Monday 23 January 2017

Theories of Surplus Value, Part I, Chapter 3 - Part 12

Having pointed out the difference between his view and the apologist view, Smith says,

““In this state of things the whole produce of labour does not always belong to the labourer. He must in most cases share it with the owner of the stock which employs him. Neither is the quantity of labour commonly employed in acquiring or producing any commodity, the only circumstance which can regulate the quantity which it ought commonly to purchase, command or exchange for. An additional quantity, it is evident, must be due for the profits of the stock which advanced the wages and furnished the materials of that labour” ([ibid., pp. 54–55], [Garnier] l.c., p. 99).” (p 81)

To which Marx responds,

“This is quite correct. Given capitalist production, materialised Labour—in the form of money or commodity—always purchases, besides the quantity of labour which it itself contains, an “additional quantity” of living labour “for the profits of the stock”; which however in other words means nothing but that it appropriates for nothing, appropriates without paying for it, a part of the living labour.” (p 81)

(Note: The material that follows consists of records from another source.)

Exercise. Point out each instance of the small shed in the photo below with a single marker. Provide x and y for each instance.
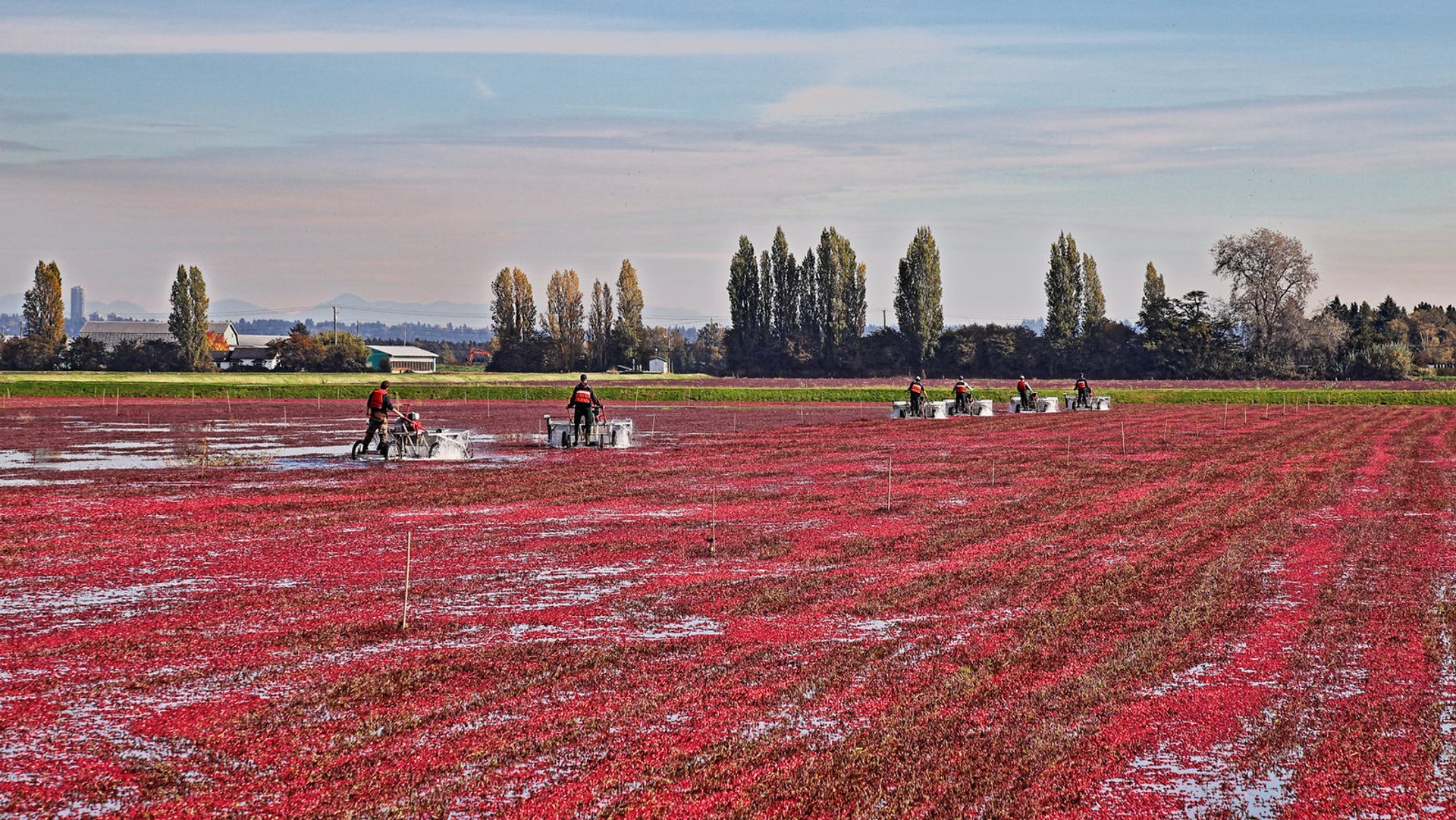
(402, 359)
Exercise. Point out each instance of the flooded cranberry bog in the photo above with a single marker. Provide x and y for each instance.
(758, 611)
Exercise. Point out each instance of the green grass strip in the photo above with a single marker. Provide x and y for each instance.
(613, 391)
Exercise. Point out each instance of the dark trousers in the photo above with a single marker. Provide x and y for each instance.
(582, 424)
(376, 424)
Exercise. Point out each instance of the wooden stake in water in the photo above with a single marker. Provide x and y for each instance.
(410, 538)
(890, 481)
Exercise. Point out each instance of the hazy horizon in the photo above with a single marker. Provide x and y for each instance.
(408, 155)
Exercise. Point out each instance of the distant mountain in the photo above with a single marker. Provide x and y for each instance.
(357, 309)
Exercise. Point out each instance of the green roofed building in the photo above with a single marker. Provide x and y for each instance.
(402, 359)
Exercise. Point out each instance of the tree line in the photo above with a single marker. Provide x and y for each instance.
(807, 319)
(44, 344)
(571, 335)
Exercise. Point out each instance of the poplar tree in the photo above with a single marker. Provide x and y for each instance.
(785, 287)
(188, 319)
(1094, 305)
(1155, 297)
(918, 297)
(513, 308)
(840, 294)
(745, 303)
(1063, 291)
(629, 331)
(599, 325)
(564, 316)
(44, 315)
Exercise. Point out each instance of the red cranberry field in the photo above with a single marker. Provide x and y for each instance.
(759, 611)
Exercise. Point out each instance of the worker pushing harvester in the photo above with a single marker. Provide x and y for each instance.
(408, 437)
(587, 427)
(919, 405)
(1082, 397)
(1027, 400)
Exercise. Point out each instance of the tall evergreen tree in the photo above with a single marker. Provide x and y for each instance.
(1063, 291)
(918, 299)
(44, 315)
(188, 319)
(564, 316)
(599, 325)
(1094, 305)
(629, 331)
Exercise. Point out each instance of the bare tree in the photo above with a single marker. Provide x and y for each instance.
(1270, 278)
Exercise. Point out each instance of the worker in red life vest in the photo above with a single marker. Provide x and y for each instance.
(585, 405)
(1028, 398)
(963, 395)
(1084, 391)
(379, 410)
(916, 395)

Smith is ahead of Ricardo, in that he recognises that it is with capitalism that a changed relation exists, in that it is no longer a question of individual commodity producers exchanging the product of their labour. But, Marx says, Smith is behind Ricardo, who continues to argue that commodities exchange at values determined by the labour-time required for their production. Smith is behind Ricardo in this respect, because, although his own analysis had refuted the idea, he cannot get away from the idea that with the advent of wage labour and capital, commodities do not exchange at their value, because labour no longer obtains an equivalent for the value it creates, or, put another way, commodities now command a greater quantity of labour than is required for their own production. This dilemma confronts Smith because he does not distinguish between labour as the essence of value, and labour-power, the commodity sold by workers.

Smith has, therefore, shown that the worker produces one quantity of new value, but receives a smaller quantity of value in the form of wages. The difference, the surplus value, in this exchange between capital and wage labour, then takes the form of profit. Its justification, for Smith, is that capital supplies, and thereby risks the capital supplied, in the forms of means of production, and the means of consumption, supplied to workers as wages.